Sunday, November 25, 2012

Praying to a Human God



                                       

I don’t want to pretend that things have been going smoothly all the time since I converted. There was a moment when too much introspection made it difficult for me. I was standing as a sentinel to my own feelings, anxiously waiting for my faith to assert itself in the face of adversities. The result was, of course, an excessive attention to myself. Instead of praying for my problems to be solved, I was trying to get ready for a potential disaster. Was I going to remain steady in my faith if something bad should happen? Peace of mind was not welcome, for I felt it was synonymous with egoism: If my son and husband were going to suffer, I wanted to suffer too. In the midst of these conflicting thoughts I shut down my heart. Probably something like this went through my mind:  If loving Jesus means that I’m going to love my family less, then I won’t love Jesus. But in time my love for Jesus has grown to the point of no return. I know that only in him I can find peace. I keep thinking about what he said:
“Ask, and it will be given to you.”
What did he mean? Should we ask him to increase our faith or are we allowed to ask for what we need in our everyday life? In The Four Loves  C. S. Lewis wrote:
“It would be a bold and silly creature that came before its Creator with the boast ‘I’m no beggar, I love You disinterestedly…’. God addresses our Need-love: ‘Come unto me, all you that travail and are heavy-laden…’. Thus Need-love, the greatest of all, either coincides or at least makes a main ingredient in man’s highest, healthiest, and most realistic spiritual conditions.”

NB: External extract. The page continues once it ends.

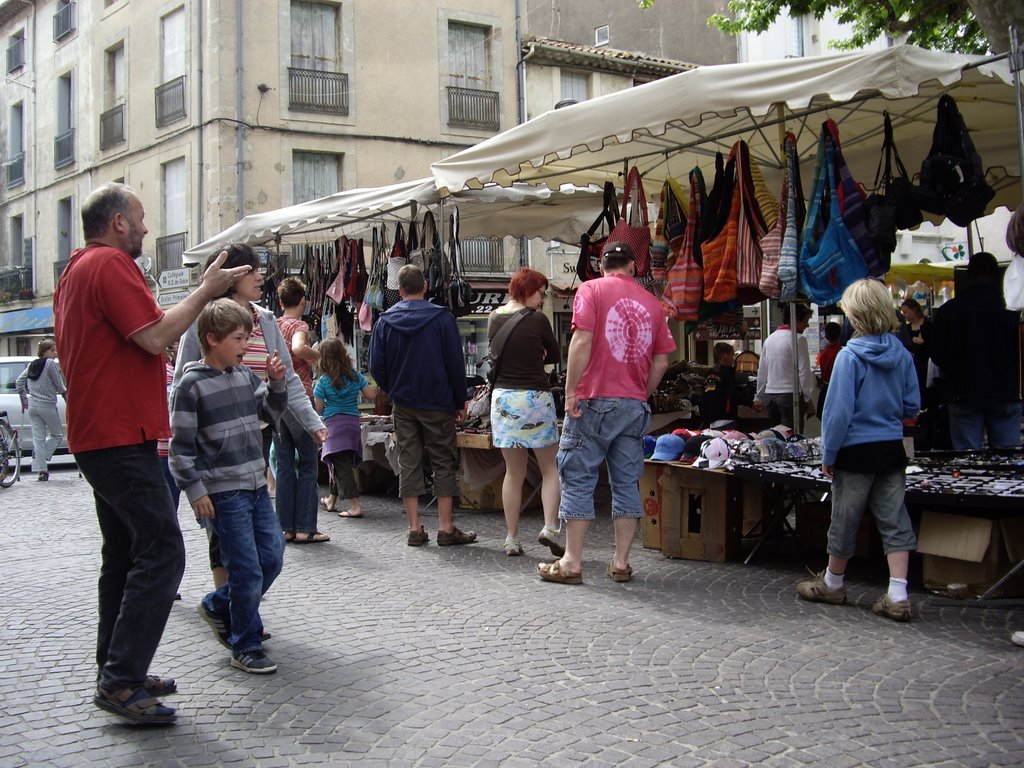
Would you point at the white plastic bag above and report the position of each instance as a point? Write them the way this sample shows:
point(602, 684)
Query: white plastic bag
point(1013, 284)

But according to Jesus, asking is not enough. We need to believe that our request is going to be granted. He said:                                                                                                                                          
If you have faith the size of a mustard seed, you will say to the mountain,’ Move from here to there’, and it will move. Nothing will be impossible for you.”
And yet, we can’t turn against God if He doesn’t answer our prayers. As St. Ignatius of Loyola said, we need to feel a “holy indifference” towards the things of the world. Therefore, we must firmly believe that what we desire is going to happen but at the same time we must not care if it doesn't. I struggled a lot with this paradox, but in the end I was able to overcome it through shear trust. I pray and I’m positive that Jesus will deliver, but deep down I’m aware that what I truly need is to be close to him. All the other things I ask for, no matter how necessary they might be, would be of no importance without his love. And, so, ultimately, I put my life into his hands.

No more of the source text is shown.